Edisi Khusus | Masyarakat Adat

Mengenal Masyarakat Adat Punan Batu Benau, Pemenang Kalpataru 2024

ANTARA FOTO/Hafidz Mubarak A/rwa.
Bupati Bulungan Syai (kanan) menyaksikan warga Suku Punan Batu Benau Sajau merebus ubi di Desa Metun Sajau, Bulungan, Kalimantan Utara, Jumat (2/6/2023). Pemerintah Kabupaten Bulungan menyerahkan Surat Keputusan Pengakuan dan Perlindungan Masyarakat Hukum Adat (MHA) kepada Suku Punan Batu sebagai legalitas Masyarakat Hukum Adat terkait eksistensi dan masa depan mereka.
6/6/2024, 06.10 WIB

Kementerian Lingkungan Hidup dan Kehutanan (KLHK) memberikan penghargaan Kalpataru 2024 kepada Masyarakat Hukum Adat (MHA) Punan Batu Benau dengan kategori penyelamat lingkungan di Jakarta, Rabu (5/6).

Penghargaan ini berhasil diperoleh oleh masyarakat adat Punan Batu Benau karena mereka berhasil menjaga hutan. Mereka melestarikan larangan nenek moyang untuk tidak menebang pohon, tidak membuka lahan termasuk untuk bertani, dan merusak alam. 

Setidaknya, 68 jenis satwa, 57 jenis flora, 21 jenis tanaman obat termasuk pasak bumi, 5 jenis umbi-umbian, 13 jenis rotan, 9 jenis mangivera atau mangga, dan jenis pohon penghasil serat kayu untuk pakaian ada di dalam hutan mereka. 

Berdasarkan informasi dari Kementerian Lingkungan Hidup dan Kehutanan, masyarakat adat Punan Batu Benau Sajau merupakan komunitas kecil yang secara administrasi berada di Desa Sajau Metun, Kecamatan Tanjung Palas, Kabupaten Bulungan, Provinsi Kalimantan Utara. Masyarakat adat tersebut saat ini diketuai oleh Bogdon (77 tahun). 
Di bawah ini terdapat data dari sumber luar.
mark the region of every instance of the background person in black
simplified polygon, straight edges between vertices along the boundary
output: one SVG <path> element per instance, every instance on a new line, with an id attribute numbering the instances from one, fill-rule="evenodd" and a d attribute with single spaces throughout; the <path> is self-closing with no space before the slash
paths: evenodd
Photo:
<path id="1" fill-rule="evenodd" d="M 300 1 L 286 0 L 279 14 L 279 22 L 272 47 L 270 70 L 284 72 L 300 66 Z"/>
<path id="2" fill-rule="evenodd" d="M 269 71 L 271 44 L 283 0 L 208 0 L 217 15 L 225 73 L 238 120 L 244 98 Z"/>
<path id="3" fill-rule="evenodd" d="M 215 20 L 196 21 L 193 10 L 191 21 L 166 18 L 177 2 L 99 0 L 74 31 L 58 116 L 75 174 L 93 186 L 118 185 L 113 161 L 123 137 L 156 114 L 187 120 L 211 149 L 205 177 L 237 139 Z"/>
Komunitas Punan Batu Benau ini telah mendiami wilayah Gunung Benau - Sungai Sajau. Mereka merupakan komunitas tertua yang mendiami wilayah tersebut. 

Menurut mitologi, mereka adalah keturunan "Iyung Otu', yang keluar dari sebatang bambu betung. Secara resmi keberadaan masyarakat Punan Batu Benau Sajau sudah tercatat dalam riset Pusat Penelitian Arkeologi Nasional tahun 1995. 

Tak Kenal Pertanian Menetap

Masyarakat adat Punan Batu Benau Sajau hidup di sepanjang tepian hulu Sungai Sajau dan hutan di sekeliling kawasan karst Gunung batu Benau. Lokasi hunian utama mereka berada di langlang goa yang tersebar di kawasan hutan Gunung Benau. 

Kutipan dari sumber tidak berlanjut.